Nella fase successiva, viene insaccata nel budello naturale e legata secondo le regole della norcineria, per poi essere lasciata asciugare per qualche giorno al calore di un camino in stanze apposite. Infine vengono stagionate in cantina per 30-40 giorni circa.

La cervellatina campana

La cervellatina campana si presenta spesso più lunga e più sottile rispetto alle salsicce prodotte nel resto d’Italia. L'etimologia del suo nome proviene, verosimilmente, dal francese cervelas, cervello, che anticamente figurava fra i suoi ingredienti. Oggi viene confezionata esclusivamente con carne fresca di maiale grassa e magra, macinata grossa o addirittura tagliata con il coltello (in punta "'e curtiello"), sale e spezie essiccate, tra le quali spicca l'abbondante peperoncino. Ad oggi conserva la sua caratteristica tipica che la vuole di un diametro di circa 1-2 centimetri e una lunghezza che può arrivare al metro.

La preparazione prevede che la carne macellata venga poi frollata, triturata e mescolata con aromi vari, soprattutto pepe nero, per poi essere asciugata e insaccata in budella suine molto sottili e legata con spaghi in fibra vegetale.

La pasqualora siciliana

La pasqualora siciliana deve il suo nome all'usanza di riservare alcuni tagli della carne di maiale, macellata durante la settimana santa, per l’insaccamento, da consumare poi durante la stagione estiva.
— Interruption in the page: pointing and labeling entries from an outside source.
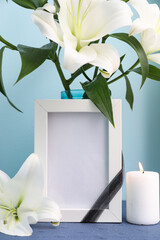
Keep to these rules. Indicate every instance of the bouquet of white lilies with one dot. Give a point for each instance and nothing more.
(82, 28)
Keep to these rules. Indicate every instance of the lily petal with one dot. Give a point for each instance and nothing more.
(72, 58)
(107, 57)
(154, 57)
(49, 211)
(4, 178)
(22, 186)
(137, 27)
(50, 28)
(110, 15)
(16, 228)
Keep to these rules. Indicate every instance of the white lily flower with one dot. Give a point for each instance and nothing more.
(81, 22)
(21, 199)
(148, 24)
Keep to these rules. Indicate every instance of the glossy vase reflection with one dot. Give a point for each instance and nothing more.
(74, 94)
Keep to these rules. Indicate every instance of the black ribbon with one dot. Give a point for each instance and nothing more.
(105, 198)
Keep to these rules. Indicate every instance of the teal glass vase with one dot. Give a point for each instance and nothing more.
(74, 94)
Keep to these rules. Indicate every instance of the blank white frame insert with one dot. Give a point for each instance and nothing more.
(81, 154)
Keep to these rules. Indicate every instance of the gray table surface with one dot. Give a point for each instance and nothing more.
(94, 231)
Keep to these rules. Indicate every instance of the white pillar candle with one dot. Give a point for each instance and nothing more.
(142, 200)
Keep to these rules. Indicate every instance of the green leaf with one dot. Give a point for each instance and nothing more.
(31, 4)
(154, 72)
(56, 4)
(32, 58)
(2, 88)
(99, 94)
(134, 43)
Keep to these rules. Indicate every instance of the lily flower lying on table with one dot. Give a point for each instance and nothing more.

Questo insaccato, dalla caratteristica forma a “u”, viene prodotto un po ’in tutta la Sicilia ma in particolare nelle province di Trapani e Palermo e fa parte della lista dei prodotti agroalimentari tradizionali italiani.

Le famiglie, secondo le antiche tradizioni, macellavano un maiale a Natale ed uno a Carnevale, poi durante la Quaresima, periodo in cui la carne non si mangia, la salsiccia avanzata veniva appesa nei sottotetti ad asciugare. Con l’arrivo della Pasqua finalmente si poteva tirare giù, affettare e gustare in compagnia.

Si tratta di una salsiccia di sola carne di maiale tagliata a punta di coltello e macinata con un disco a fori larghi, lavorata con l’aggiunta di sale (30g/kg), pepe nero (5g/kg), vino bianco e semi del finocchio selvatico, una pianta della macchia mediterranea che cresce spontaneamente in Sicilia.

Una volta prodotta, la Salsiccia Pasqualora, può essere consumata fresca o fatta stagionare per una o due settimane.

L’hirschwurst di cervo dell’alto Adige

L’Hirschwurst è il nome della salsiccia di cervo, affumicata e stagionata, tipicamente prodotta nell’Alto Adige-Südtirol, in particolare nella provincia di Bolzano. La produzione dell’Hirschwurst coinvolge diverse fasi. Dopo la preparazione della carne, questa viene macinata a grana medio-fine e mescolata con gli ingredienti. Successivamente, viene insaccata e legata manualmente. La salsiccia di cervo deve poi asciugarsi per circa dieci giorni a una temperatura abbastanza alta, intorno ai 20°C con affumicatura, e poi stagionare per una ventina di giorni a una temperatura compresa tra i 7 e i 12°C.

L’Hirschwurst è un Prodotto Agroalimentare Tradizionale (P.A.T.) riconosciuto dal Ministero delle politiche agricole, alimentari e forestali, su richiesta della regione Trentino Alto Adige.

La carne di cervo è molto proteica e poco calorica, più magra di quella di manzo. È importante non cuocere troppo la carne di cervo per evitare che si asciughi rapidamente. Il suo gusto intenso e pungente può essere mitigato con una marinatura a base di aceto, olio extravergine d’oliva, aglio, basilico e origano, che rende anche la carne più tenera.